The agency is an easy one for administrations and legislatures to neglect. It is funded entirely by nongeneral funds: federal funds and revenue from employer taxes. Such agencies generally operate in their own little world, unbothered by the administration or the legislature.  They do not ask for general fund appropriations. As long as they do their job, no one pays much attention to them. And, in the past, VEC has generally executed its functions with little complaint from the public.

That is not to say there have not been administrative failures. At the beginning of the problems brought on by the pandemic, VEC officials used the excuse that the agency’s computer system was obsolete, operating on 1980’s technology. However, as I pointed out in a post last year, the legislature long ago provided the authorization and appropriation to upgrade VEC’s system. Prior directors and  administrations dragged their feet in carrying out the upgrades, with the result that, after 15 years, its completion was finally projected for December 2020. After all, in the past, there really was no urgency to make this work a priority. The current VEC administration bore the brunt of the criticism resulting from the failure of prior administrators.

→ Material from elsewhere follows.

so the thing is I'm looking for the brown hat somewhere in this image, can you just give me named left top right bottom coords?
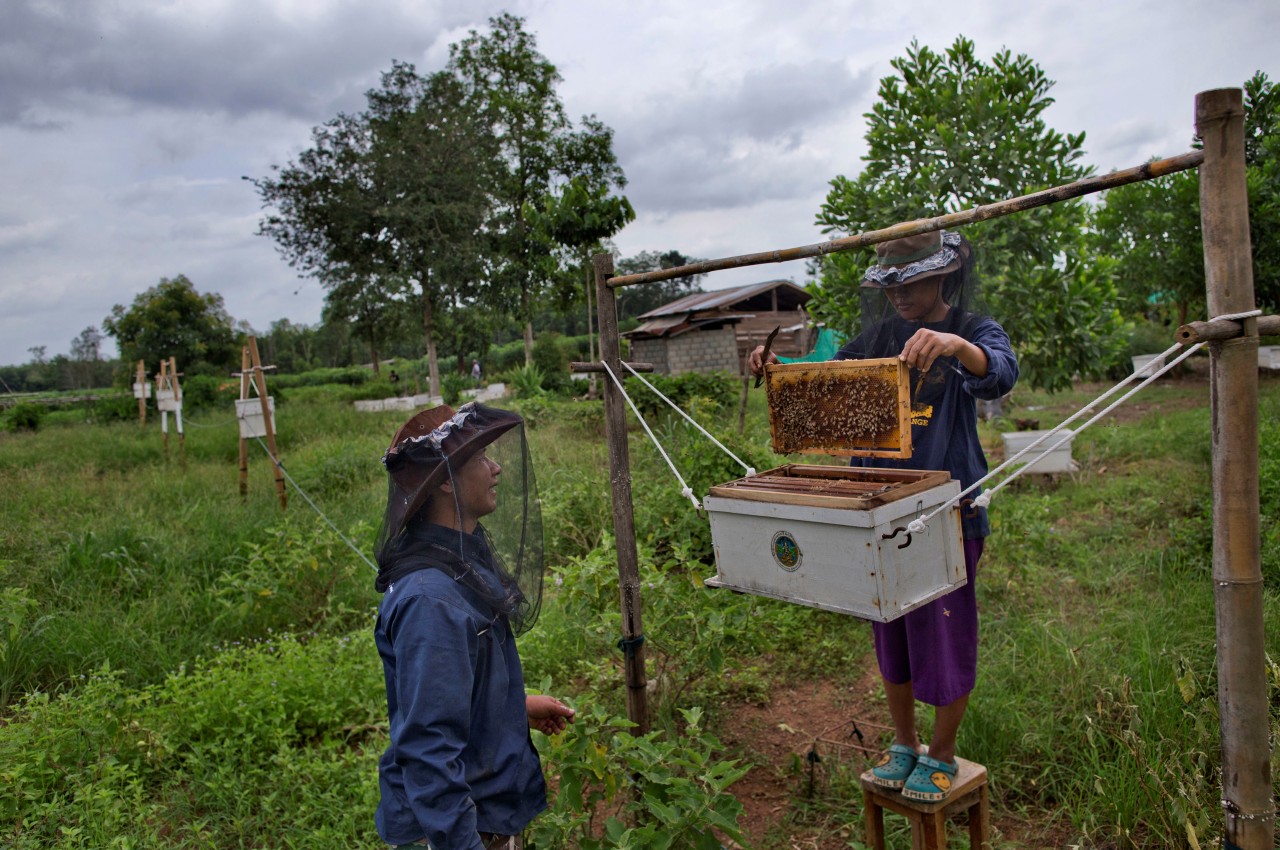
left=382, top=402, right=522, bottom=536
left=861, top=230, right=966, bottom=288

COVID-19 brought unprecedented problems. First and foremost, there was the deluge of claims. According to VEC, since March 2020, it has received more than 1.5 million claims. That is more than three times the average received during recent economic recessions. Another point of comparison would be 2019, the most recent year prior to the pandemic, when the agency received a total of 134,957 claims. The agency simply was not staffed to process the volume that descended upon it. For example, there were not enough operators to handle the volume of calls, frustrating many desperate people.

Another problem was created by the supplementary payments provided by the federal government. While welcomed by the unemployed, it took considerable time to program that obsolete VEC information system to handle this different category of funding and to handle the categories newly created by the federal COVID legislation, primarily self-employed individuals.

In December, the Northam administration made the decision to begin making payments to people whose applications had been on hold, some for months, pending staff review. Many of those applications were of people who had been originally approved and then had payments stopped because something in their file had been flagged. The most common issue for stoppage of payments related to the way the claimant left his job. In short, the administration decided to let the paperwork catch up with the payments. If someone was subsequently found to be ineligible, he would be required to pay the money back.

The Governor recently signed legislation (HB 2040) that would codify this authorization until the end of FY 2022. Furthermore, the legislation requires VEC to waive the obligation to repay any overpayment “if (i) the overpayment was made without fault on the part of the individual and (ii) requiring repayment would be contrary to equity and good conscience.” (In order that any loss from this provision not be reflected in the tax paid by employers, the legislature provided almost $19 million in general fund appropriation to cover it.)

My Soapbox

Through no fault of its own, the current VEC administration was woefully unprepared for the flood of claims resulting from the closing of businesses due to COVID-19. However, despite the very public problems and public outcry, the Northam administration was slow to react. It was not until December that it made the decision to continue payments for claimants whose files had been flagged and were being reviewed by senior staff.

I realize that it takes time to train new employees to provide information to potential claimants and to review claims. However, it seems that some steps could have been taken to improve service. For example, the administration could have contracted with private companies to provide more people to answer telephones. Those operators may have been in New Mexico and not have been able to provide more than basic information, but at least desperate unemployed persons could have been able to talk to someone rather than being but on indefinite hold. Another possibility would have been the establishment of large registration sites in armories, school gymnasiums, etc., where claimants could have gone to get help submitting their claims via computer. These sites could have been staffed by retired VEC personnel.

Finally, it is apparent that these delays in getting payments to claimants constitute some justification for the moratorium on evictions and shutoffs related to back rent and utility payments.